India’s last four wickets added 35 runs. On the other hand, the New Zealand’s last four batters got 87 crucial runs. Which is why they were able to secure a 32-run lead. These small differences make big impact on the result of the game.
Wrapping up the tail is not a new worry for India. It’s like an old tradition which is still being continued till date. Team India has lost several matches on the back of this inability. This WTC final is just another example in a long list of misfortunes.
India’s current generation is lauded as the best set of bowlers that the country has produced. It has got pace, variety and surely a great deal of skill. But have they got the ability to run through the tail? Thus far, the answer is a sad “no”. This statement can be backed up with statistics.
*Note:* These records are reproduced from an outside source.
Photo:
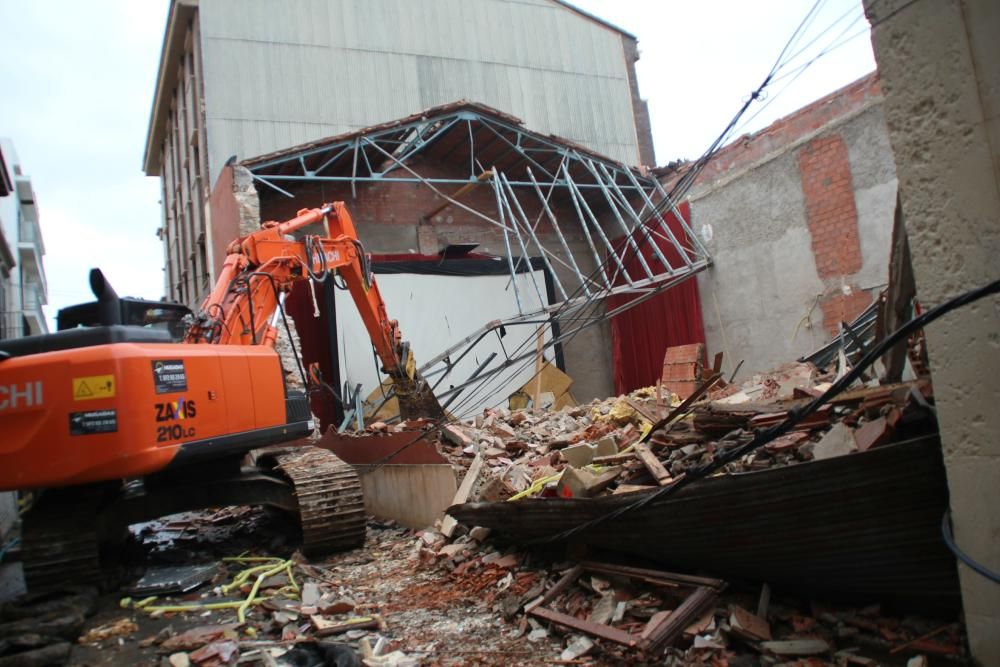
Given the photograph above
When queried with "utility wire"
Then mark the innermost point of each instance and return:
(594, 301)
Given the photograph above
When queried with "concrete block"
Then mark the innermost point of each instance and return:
(579, 455)
(606, 446)
(838, 441)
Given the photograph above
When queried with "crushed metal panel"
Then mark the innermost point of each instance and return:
(661, 630)
(865, 526)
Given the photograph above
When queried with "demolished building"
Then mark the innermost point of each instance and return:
(452, 200)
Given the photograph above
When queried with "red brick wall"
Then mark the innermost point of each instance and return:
(831, 214)
(751, 148)
(832, 218)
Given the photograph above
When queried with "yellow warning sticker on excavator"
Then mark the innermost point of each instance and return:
(93, 386)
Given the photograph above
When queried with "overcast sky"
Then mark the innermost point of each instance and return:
(77, 83)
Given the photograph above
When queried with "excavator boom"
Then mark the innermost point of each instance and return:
(262, 267)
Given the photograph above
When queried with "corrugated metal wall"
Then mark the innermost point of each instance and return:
(281, 73)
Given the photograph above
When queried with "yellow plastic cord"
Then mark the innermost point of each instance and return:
(270, 566)
(535, 487)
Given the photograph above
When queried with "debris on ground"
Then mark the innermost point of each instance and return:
(225, 587)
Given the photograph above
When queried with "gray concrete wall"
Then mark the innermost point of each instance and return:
(278, 74)
(940, 66)
(761, 300)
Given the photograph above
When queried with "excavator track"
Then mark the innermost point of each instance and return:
(60, 542)
(331, 507)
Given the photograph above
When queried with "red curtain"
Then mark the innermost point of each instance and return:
(641, 335)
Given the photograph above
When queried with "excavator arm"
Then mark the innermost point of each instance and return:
(261, 268)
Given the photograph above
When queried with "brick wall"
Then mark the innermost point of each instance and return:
(800, 216)
(832, 218)
(751, 148)
(389, 219)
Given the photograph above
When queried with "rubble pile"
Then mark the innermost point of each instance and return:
(224, 587)
(648, 438)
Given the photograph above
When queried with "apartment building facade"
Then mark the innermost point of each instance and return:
(23, 286)
(243, 79)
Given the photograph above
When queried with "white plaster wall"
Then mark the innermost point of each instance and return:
(435, 312)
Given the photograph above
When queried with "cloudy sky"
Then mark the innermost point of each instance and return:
(77, 83)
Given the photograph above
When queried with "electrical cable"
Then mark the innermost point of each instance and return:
(949, 541)
(762, 437)
(779, 63)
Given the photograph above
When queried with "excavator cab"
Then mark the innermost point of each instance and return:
(110, 309)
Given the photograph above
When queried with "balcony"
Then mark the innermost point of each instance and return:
(30, 245)
(33, 298)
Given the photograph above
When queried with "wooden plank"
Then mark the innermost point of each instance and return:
(539, 362)
(591, 628)
(653, 465)
(448, 524)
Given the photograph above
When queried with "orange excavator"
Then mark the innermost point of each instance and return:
(137, 409)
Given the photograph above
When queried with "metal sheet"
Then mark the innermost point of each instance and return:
(863, 526)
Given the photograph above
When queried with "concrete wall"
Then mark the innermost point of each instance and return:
(800, 221)
(386, 216)
(279, 74)
(940, 66)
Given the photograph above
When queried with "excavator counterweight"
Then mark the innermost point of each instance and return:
(124, 390)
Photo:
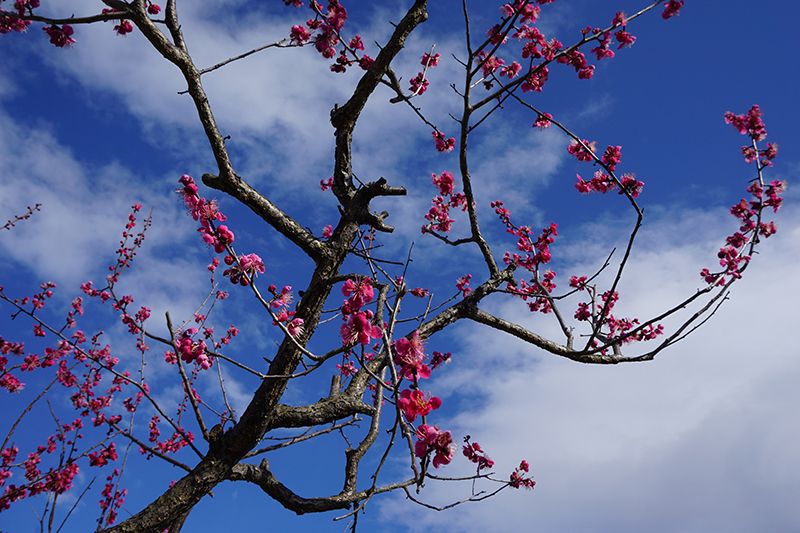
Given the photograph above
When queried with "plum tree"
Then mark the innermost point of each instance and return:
(368, 309)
Since 2018, India are the worst performers when it comes to the number of balls taken to dismiss Nos.8-11 of the opposition in Tests. On average India have been using 101 balls to pick the last 4 wickets in a Test innings which is the highest among all Test-playing nations. England (92) and Sri Lanka (90) are the next worst on this list but no other team takes 100 or more balls to do so.
Not cleaning up the tail is one of the main reasons behind India losing test matches in SENA countries. Indian bowlers are able to sent the top order back to pavilion quickly. But they are unable to dismantle the resistance of the lower order. When lower order batsmen start counter attacking, Indian bowlers simply don’t have an answer to stop it. This was evidently seen in the England tour in 2018, where a young Sam Curran singlehandedly took the game away from India. In almost every occasion, Indian bowlers dismissed the top order of England for a small total but resistance from lower order broke their backs.
There hasn’t been any improvement in this respect over the years, specially in SENA countries. India cannot call themselves best bowling unit after consistently getting bullied by lower order batsman.
Indian tailenders batting surrender
On the other hand, Indian tailenders are the exact opposite. You don’t expect them to perform like proper batsman but the least they can do is put a price on their wicket.
In the last 5 years in Tests played in SENA countries, India Nos. 8-11 have faced 1961 balls combined. In comparison, tailenders from Pakistan (2640 balls in 16 Tests), England (2305 in 17 Tests) and Australia (2156 in 16 Tests) have performed better than their Indian counterparts in the same time period.
They lie in the bottom half of the highest-scoring tailenders when one considers their batting-average in the last 5 years. Their average of 12.41 is only better than Sri Lanka (9.15) and Bangladesh (7.88) and lags far behind Pakistan (15.23) and even West Indies (14.38) when considering the major Test-playing countries.
Looks like winning in England will not be as easy as some experts are predicting it to be. Mission World domination is a far fetched thing.